Attorneys for the state argue the opposite — that the restriction on in-person instruction applies generally to all high schools, whether they are public or private, secular or religious. 

"This distinction is crucial to all of plaintiffs’ claims because the State is in no way discriminating against religious schools — the same restriction applies to all high schools," wrote lawyers representing Gordon on behalf of the Michigan Attorney General's Office. 

The attorneys for the state said Monday's order from the state Department of Health and Human Services was grounded in public health data that has tracked 96 outbreaks in the state to high schools.

Also, they said early data has suggested that high-school-aged children contract and spread the virus at greater rates than elementary-school kids.

The state rejected the assertion that the schools will be irreparably harmed by the requirement to provide remote instruction for the next six school days, noting the health department's order is temporary and expires Dec. 20.

They also pointed out that schools are headed into a holiday break.
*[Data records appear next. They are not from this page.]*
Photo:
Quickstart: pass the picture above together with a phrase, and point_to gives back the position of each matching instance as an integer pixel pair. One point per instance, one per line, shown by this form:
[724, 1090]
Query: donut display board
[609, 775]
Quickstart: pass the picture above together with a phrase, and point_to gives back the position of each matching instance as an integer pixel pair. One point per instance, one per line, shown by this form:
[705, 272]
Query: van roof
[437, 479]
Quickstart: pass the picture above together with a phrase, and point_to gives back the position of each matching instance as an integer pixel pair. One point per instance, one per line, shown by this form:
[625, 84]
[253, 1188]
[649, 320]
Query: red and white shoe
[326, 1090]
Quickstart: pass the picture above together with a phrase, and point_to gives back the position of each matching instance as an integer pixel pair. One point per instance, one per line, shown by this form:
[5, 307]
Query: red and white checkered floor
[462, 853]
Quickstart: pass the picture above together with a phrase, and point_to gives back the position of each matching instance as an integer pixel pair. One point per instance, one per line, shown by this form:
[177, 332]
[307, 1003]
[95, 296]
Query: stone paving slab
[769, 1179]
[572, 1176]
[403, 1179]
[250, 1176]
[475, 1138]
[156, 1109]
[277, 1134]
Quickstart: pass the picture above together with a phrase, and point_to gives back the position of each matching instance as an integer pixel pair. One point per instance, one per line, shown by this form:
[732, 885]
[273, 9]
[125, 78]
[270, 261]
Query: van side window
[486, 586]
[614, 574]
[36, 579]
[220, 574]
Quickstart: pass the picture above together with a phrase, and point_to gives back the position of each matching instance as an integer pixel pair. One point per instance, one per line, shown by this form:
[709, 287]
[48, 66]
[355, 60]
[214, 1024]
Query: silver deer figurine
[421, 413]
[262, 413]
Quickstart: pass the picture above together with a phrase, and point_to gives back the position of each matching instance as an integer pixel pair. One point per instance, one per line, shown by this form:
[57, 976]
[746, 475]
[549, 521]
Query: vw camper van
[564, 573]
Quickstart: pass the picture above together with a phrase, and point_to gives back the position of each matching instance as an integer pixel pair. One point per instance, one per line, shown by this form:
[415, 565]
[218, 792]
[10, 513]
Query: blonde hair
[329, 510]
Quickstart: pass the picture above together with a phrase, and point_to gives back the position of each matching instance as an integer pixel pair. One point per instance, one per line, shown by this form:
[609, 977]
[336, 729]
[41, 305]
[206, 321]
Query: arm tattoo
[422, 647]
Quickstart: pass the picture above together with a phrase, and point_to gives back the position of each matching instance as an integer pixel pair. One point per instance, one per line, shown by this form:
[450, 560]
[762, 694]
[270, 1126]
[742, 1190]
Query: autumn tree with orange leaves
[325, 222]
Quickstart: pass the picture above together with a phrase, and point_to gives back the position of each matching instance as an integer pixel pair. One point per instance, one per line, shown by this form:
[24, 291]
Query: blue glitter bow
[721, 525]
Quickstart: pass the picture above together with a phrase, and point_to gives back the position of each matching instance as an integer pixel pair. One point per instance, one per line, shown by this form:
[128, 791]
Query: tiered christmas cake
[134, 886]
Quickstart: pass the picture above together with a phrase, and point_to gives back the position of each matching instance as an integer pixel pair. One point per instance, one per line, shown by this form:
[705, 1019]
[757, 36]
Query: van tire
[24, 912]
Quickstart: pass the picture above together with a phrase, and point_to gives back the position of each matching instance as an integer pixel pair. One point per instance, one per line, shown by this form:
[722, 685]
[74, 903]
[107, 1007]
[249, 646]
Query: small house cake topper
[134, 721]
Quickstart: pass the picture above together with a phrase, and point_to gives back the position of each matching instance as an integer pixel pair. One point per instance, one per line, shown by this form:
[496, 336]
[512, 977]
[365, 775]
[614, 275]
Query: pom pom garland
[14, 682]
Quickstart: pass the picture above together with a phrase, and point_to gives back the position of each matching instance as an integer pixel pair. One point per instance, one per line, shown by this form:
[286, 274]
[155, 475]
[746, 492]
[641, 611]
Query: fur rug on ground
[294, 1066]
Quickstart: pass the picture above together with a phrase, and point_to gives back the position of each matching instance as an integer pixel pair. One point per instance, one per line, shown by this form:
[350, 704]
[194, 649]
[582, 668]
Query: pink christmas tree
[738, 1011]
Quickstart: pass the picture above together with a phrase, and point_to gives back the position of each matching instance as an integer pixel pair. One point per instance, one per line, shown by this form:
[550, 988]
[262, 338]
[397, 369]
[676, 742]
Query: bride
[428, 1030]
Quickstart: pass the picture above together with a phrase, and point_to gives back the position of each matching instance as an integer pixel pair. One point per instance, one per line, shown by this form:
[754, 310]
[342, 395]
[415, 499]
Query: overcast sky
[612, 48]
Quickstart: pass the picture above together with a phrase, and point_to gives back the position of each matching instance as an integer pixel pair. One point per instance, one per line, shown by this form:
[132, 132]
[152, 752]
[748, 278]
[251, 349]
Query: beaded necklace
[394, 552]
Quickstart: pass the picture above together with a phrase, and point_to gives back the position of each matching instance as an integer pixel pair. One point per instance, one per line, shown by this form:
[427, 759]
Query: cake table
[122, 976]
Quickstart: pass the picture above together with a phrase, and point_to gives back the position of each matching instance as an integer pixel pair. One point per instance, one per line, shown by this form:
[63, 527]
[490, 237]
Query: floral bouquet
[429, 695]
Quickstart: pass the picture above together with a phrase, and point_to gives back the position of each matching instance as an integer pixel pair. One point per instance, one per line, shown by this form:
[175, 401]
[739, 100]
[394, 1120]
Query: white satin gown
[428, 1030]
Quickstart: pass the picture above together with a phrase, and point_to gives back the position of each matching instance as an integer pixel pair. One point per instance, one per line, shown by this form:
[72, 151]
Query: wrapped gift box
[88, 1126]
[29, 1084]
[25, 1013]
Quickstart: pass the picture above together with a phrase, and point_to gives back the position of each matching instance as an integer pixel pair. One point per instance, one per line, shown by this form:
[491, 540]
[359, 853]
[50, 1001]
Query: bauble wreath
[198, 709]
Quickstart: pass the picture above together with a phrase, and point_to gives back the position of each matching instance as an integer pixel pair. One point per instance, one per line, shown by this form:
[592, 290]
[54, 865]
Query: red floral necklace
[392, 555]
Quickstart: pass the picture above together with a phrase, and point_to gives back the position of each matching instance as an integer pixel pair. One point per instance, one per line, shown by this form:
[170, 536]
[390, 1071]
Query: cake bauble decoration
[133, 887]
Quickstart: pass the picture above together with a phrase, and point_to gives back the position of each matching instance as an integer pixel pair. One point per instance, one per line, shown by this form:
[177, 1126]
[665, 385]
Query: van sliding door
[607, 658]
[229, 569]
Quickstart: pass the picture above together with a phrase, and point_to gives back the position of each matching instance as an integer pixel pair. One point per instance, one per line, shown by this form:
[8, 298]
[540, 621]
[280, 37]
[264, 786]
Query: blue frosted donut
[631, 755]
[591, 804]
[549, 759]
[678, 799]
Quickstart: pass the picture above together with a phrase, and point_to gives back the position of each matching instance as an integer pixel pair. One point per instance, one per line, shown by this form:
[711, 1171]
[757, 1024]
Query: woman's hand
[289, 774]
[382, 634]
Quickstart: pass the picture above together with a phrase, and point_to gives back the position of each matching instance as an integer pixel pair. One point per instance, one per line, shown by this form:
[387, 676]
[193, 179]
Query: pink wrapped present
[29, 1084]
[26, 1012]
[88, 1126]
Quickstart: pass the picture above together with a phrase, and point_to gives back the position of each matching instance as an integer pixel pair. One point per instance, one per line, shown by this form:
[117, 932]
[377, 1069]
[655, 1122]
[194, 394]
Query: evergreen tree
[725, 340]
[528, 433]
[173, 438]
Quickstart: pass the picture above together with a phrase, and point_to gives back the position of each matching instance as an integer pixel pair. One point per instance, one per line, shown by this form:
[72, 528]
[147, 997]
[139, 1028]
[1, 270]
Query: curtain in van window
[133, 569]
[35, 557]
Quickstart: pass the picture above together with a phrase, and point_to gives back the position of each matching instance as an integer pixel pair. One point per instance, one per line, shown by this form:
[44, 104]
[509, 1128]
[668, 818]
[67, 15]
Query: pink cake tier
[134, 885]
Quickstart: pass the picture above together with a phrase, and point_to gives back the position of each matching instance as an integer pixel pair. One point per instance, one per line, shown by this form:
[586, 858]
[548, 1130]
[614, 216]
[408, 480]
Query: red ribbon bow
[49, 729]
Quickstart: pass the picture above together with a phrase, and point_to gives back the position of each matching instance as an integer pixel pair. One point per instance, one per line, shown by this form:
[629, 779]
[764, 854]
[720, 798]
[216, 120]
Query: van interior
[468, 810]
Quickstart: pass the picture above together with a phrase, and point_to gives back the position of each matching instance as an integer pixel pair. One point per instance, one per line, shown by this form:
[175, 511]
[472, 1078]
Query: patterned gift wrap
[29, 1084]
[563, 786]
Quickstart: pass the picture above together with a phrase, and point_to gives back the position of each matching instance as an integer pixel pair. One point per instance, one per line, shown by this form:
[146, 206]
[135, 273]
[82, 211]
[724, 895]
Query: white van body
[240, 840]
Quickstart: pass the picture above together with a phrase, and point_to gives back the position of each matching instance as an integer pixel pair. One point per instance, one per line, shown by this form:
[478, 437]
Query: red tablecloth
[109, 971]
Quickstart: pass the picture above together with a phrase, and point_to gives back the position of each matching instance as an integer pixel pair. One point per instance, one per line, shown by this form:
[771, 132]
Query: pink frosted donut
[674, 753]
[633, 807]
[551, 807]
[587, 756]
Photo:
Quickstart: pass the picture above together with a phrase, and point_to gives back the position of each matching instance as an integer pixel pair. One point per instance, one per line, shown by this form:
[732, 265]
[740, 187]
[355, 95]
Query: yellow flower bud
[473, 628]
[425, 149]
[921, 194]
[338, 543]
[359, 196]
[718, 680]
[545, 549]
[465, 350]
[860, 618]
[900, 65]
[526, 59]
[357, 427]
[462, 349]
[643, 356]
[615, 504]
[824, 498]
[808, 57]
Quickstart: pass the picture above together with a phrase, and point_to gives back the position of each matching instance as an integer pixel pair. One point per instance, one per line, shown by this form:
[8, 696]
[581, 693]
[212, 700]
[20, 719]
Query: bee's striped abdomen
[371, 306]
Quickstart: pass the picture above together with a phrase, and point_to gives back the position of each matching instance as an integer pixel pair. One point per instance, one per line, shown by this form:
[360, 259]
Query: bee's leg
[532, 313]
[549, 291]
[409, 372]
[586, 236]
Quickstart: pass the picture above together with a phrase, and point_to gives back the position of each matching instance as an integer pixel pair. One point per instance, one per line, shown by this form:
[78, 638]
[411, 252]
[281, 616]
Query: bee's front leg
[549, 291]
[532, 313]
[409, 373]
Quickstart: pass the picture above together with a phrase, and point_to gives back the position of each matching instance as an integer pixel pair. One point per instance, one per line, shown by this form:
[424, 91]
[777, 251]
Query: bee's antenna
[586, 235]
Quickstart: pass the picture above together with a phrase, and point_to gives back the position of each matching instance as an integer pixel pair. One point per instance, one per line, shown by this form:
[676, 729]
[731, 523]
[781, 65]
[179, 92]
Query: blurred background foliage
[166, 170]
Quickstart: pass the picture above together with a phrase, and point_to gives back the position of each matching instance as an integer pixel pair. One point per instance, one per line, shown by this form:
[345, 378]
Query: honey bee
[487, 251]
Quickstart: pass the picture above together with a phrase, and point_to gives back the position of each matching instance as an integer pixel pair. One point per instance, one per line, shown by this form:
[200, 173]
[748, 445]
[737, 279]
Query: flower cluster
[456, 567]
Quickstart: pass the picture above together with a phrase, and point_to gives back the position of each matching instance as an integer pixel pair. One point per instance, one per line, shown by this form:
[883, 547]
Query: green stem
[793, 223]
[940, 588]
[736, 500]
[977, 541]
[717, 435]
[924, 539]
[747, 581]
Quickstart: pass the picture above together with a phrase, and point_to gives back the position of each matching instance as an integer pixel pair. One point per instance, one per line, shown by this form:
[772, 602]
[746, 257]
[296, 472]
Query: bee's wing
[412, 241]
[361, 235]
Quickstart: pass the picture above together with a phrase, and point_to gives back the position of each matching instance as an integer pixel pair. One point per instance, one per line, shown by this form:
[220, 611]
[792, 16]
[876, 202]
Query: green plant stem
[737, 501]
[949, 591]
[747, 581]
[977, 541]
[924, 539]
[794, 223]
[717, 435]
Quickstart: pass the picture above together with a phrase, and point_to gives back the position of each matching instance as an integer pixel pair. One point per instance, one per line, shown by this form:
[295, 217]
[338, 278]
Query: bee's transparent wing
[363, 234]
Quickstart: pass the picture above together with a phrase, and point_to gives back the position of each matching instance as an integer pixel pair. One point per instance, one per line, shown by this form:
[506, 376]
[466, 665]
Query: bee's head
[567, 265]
For example, plaintiffs Lansing Catholic High School and Father Gabriel Richard High School will have to host online learning for six days before their scheduled Christmas breaks start Dec. 21.

"Here, an injunction would represent a deep, unwarranted intrusion into Michigan’s sovereignty and its traditional police powers," the attorneys wrote. 

"Judicial tinkering in a public health crisis will have unintended consequences resulting in a patchwork of one-off carve-outs for litigants who race to the courthouse while others accept and comply with the law. The result will be more litigation, not less, as well as diminished public confidence in the pandemic response." 

A hearing on the schools' motion for preliminary injunction is set for 1 p.m. Monday before U.S. District Judge Paul L. Maloney.